Spectral-Adaptive Modulation Networks for Visual Perception
Guhnoo Yun, Juhan Yoo, Kijung Kim, Jeongho Lee, Paul Hongsuck Seo, Dong Hwan Kim
TL;DR
This work theoretically analyzes the spectral properties of 2D convolution and self-attention via graph signal processing, showing that node connectivity controlled by window size drives their frequency responses and that large kernels tend to low-pass behavior similar to self-attention. Building on this, it introduces SPAM, a spectral-adaptive token mixer using multi-kernel convolutions and a spectral re-scaling filter implemented in the FFT domain, and integrates it into SPANetV2, a four-stage MetaFormer backbone. SPANetV2 achieves state-of-the-art or competitive results across ImageNet-1K classification, COCO object detection/instance segmentation, and ADE20K semantic segmentation, while providing a principled framework for spectral adaptation and texture-shape bias management. The work suggests that spectral-adaptive modulation can generalize across perception tasks, with potential extensions to efficiency-focused designs and other modalities.
Abstract
Recent studies have shown that 2D convolution and self-attention exhibit distinct spectral behaviors, and optimizing their spectral properties can enhance vision model performance. However, theoretical analyses remain limited in explaining why 2D convolution is more effective in high-pass filtering than self-attention and why larger kernels favor shape bias, akin to self-attention. In this paper, we employ graph spectral analysis to theoretically simulate and compare the frequency responses of 2D convolution and self-attention within a unified framework.
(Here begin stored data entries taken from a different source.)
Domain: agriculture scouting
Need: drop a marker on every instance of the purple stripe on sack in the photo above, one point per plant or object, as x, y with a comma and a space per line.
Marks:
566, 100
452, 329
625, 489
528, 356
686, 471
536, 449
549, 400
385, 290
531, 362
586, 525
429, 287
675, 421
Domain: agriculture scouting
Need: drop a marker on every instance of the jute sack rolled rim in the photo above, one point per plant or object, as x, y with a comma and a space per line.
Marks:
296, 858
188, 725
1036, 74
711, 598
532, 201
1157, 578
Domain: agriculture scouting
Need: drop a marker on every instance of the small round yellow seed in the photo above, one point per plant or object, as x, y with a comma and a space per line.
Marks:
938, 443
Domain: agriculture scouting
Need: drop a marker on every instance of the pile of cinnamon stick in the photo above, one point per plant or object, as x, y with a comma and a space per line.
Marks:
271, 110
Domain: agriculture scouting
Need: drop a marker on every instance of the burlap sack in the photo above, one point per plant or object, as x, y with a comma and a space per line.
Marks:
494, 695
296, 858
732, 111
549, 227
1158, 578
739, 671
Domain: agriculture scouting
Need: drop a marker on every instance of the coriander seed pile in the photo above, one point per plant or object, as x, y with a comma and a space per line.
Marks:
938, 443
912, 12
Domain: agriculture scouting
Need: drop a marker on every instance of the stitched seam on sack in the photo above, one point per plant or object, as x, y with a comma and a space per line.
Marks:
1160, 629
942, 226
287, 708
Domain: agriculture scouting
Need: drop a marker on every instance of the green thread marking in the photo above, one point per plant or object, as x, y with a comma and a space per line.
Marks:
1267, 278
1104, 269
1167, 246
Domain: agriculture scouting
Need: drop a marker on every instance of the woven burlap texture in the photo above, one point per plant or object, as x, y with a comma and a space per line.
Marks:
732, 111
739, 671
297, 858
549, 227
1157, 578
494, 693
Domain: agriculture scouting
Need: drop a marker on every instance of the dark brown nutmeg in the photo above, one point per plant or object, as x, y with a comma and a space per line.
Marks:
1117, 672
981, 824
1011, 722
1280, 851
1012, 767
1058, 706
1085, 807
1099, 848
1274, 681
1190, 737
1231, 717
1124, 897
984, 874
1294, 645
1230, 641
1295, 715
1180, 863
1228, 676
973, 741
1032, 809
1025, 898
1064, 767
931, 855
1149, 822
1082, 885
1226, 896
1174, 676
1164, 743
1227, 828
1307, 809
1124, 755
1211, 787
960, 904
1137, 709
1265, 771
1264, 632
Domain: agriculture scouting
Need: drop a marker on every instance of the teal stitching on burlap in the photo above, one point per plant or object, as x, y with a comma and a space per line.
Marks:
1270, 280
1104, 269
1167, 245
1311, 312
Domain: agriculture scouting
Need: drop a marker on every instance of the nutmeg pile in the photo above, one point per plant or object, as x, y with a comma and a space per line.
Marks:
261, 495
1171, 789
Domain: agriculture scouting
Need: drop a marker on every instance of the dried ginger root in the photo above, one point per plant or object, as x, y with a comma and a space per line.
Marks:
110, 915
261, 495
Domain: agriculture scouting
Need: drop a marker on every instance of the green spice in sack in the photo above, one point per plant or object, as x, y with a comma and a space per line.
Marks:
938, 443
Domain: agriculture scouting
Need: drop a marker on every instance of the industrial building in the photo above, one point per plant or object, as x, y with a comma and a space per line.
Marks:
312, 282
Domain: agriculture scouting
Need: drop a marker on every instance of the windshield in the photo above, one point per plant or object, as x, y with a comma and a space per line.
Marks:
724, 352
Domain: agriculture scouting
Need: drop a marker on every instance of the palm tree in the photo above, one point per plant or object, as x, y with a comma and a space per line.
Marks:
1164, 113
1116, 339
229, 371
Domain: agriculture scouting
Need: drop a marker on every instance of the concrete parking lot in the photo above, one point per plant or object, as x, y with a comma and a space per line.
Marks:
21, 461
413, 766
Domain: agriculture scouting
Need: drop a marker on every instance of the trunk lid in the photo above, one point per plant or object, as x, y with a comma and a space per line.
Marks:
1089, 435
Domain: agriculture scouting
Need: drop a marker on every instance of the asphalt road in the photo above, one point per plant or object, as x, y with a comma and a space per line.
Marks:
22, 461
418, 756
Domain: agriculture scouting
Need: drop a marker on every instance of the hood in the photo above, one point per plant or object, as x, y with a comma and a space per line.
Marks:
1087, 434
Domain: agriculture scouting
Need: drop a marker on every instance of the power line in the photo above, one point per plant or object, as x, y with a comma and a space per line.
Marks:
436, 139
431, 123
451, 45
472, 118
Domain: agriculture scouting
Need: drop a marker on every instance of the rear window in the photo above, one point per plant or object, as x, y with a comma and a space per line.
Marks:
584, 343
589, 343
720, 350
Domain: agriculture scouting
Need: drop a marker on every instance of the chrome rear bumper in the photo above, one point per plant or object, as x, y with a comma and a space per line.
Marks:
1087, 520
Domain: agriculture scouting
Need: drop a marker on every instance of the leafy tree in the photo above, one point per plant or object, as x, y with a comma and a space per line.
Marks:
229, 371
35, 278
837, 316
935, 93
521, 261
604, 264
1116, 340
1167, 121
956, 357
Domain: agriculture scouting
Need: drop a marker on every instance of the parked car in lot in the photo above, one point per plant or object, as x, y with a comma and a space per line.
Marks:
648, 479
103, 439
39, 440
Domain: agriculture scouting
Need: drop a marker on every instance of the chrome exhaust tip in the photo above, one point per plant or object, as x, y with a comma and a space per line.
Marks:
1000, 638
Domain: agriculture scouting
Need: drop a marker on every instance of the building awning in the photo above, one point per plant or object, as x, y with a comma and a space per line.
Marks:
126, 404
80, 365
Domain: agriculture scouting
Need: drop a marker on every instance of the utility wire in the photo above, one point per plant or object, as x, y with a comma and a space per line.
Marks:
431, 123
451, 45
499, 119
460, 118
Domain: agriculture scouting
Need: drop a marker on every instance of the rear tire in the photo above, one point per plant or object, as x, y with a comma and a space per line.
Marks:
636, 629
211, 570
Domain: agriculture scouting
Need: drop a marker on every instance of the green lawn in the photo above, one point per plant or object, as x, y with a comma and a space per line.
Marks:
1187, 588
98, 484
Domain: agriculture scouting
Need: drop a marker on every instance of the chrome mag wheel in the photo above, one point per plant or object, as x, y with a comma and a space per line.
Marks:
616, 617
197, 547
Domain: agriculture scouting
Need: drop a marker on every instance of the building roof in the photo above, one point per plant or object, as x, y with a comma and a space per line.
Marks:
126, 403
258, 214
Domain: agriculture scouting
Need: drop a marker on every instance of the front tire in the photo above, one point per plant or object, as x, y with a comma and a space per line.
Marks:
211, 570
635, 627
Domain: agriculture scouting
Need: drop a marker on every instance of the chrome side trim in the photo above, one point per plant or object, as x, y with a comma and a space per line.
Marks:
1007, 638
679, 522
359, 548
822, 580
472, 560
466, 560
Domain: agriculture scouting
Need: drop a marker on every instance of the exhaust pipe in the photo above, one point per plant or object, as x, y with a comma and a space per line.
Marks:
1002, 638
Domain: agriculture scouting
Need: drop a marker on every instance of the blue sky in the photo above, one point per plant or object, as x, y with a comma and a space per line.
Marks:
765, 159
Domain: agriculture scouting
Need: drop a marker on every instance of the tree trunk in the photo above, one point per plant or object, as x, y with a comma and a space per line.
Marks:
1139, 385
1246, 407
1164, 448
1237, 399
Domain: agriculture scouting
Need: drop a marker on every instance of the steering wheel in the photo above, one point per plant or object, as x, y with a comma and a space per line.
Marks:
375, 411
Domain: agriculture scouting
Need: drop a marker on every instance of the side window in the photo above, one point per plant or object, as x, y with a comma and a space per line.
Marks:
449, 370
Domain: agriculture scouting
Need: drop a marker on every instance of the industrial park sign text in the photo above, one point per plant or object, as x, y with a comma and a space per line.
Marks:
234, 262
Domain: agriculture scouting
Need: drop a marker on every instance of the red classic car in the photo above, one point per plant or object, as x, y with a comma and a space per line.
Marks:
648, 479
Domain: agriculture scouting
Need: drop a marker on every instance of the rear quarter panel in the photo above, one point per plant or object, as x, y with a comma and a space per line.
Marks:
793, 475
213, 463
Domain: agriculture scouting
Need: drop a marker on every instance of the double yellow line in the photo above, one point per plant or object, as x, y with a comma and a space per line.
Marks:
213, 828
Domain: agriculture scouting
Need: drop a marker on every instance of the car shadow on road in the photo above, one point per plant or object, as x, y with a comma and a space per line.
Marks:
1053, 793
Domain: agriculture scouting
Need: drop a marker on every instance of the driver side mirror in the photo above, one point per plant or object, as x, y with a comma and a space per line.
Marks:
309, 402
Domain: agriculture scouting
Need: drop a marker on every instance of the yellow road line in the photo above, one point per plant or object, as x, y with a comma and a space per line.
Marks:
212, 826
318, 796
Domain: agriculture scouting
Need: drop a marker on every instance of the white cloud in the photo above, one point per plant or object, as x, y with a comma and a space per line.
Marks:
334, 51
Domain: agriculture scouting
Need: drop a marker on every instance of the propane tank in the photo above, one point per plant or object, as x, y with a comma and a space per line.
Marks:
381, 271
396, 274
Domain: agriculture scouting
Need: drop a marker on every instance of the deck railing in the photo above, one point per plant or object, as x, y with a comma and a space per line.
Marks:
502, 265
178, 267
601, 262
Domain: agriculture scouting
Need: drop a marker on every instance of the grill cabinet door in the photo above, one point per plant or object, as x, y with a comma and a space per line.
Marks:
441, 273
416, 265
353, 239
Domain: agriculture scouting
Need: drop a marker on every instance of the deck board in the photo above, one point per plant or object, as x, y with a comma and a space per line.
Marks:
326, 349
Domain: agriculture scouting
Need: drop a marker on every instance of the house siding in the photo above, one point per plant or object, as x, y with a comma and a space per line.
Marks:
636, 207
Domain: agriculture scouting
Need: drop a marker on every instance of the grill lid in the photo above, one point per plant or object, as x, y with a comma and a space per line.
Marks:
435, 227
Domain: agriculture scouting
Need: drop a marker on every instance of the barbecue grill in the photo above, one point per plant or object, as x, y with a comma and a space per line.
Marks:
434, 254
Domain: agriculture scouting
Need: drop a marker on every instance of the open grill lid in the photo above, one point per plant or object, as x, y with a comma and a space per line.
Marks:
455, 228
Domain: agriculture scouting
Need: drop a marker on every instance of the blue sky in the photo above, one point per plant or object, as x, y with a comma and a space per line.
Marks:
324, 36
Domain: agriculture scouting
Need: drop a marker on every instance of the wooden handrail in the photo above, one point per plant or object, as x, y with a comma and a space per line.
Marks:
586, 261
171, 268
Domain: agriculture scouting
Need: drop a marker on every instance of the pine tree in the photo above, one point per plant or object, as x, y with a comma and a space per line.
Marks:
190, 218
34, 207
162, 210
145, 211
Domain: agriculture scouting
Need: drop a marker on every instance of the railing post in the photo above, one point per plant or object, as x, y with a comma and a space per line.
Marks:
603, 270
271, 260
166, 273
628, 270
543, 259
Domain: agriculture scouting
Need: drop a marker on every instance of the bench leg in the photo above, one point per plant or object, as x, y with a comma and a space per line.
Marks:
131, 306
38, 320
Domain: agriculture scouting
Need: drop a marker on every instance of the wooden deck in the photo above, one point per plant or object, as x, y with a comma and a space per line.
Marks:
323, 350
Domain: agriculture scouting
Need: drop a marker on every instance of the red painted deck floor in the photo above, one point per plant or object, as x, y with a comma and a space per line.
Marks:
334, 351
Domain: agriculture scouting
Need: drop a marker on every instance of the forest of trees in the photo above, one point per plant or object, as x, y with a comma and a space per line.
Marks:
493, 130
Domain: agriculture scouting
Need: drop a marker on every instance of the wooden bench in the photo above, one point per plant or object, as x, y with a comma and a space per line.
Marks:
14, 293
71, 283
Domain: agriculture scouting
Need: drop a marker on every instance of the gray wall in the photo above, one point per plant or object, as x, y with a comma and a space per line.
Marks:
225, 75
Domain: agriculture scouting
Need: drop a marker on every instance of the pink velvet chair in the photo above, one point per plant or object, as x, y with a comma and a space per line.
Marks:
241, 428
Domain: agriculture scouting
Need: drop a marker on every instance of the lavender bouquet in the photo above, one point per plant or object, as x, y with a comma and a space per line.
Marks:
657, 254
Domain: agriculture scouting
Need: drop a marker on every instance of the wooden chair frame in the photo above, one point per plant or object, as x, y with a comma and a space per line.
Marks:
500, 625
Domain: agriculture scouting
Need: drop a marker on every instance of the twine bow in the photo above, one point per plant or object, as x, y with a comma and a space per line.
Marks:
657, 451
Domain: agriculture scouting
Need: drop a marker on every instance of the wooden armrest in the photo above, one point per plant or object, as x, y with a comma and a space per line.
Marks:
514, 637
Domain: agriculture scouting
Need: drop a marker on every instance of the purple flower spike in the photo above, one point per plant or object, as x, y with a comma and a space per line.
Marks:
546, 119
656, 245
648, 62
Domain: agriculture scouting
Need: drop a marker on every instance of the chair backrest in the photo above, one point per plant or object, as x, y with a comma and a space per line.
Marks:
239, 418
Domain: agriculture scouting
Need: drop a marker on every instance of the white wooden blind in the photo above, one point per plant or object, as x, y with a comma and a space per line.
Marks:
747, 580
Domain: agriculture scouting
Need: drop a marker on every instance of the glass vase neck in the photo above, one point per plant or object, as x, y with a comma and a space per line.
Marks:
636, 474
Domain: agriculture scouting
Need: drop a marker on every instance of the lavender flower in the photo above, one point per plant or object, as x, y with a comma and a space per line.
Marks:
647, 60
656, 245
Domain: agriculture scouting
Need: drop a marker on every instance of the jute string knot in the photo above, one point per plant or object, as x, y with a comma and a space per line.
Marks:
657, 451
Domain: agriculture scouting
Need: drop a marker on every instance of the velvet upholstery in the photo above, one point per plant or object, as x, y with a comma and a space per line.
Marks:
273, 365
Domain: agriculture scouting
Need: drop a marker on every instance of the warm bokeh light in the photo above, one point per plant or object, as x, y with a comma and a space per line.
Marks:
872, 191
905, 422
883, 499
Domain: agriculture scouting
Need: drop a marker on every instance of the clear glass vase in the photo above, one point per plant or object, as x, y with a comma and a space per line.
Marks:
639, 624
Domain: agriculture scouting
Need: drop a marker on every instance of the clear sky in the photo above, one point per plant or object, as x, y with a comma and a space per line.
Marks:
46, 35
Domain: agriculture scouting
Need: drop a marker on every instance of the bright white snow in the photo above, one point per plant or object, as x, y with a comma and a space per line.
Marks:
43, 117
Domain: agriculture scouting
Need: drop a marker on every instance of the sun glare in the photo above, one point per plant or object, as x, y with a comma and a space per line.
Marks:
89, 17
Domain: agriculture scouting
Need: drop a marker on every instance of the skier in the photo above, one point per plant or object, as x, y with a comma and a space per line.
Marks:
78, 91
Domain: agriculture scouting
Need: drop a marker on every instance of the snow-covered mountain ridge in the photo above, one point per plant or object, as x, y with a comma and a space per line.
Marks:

Our results corroborate previous empirical findings and reveal that node connectivity, modulated by window size, is a key factor in shaping spectral functions. Leveraging this insight, we introduce a \textit{spectral-adaptive modulation} (SPAM) mixer, which processes visual features in a spectral-adaptive manner using multi-scale convolutional kernels and a spectral re-scaling mechanism to refine spectral components. Based on SPAM, we develop SPANetV2 as a novel vision backbone. Extensive experiments demonstrate that SPANetV2 outperforms state-of-the-art models across multiple vision tasks, including ImageNet-1K classification, COCO object detection, and ADE20K semantic segmentation.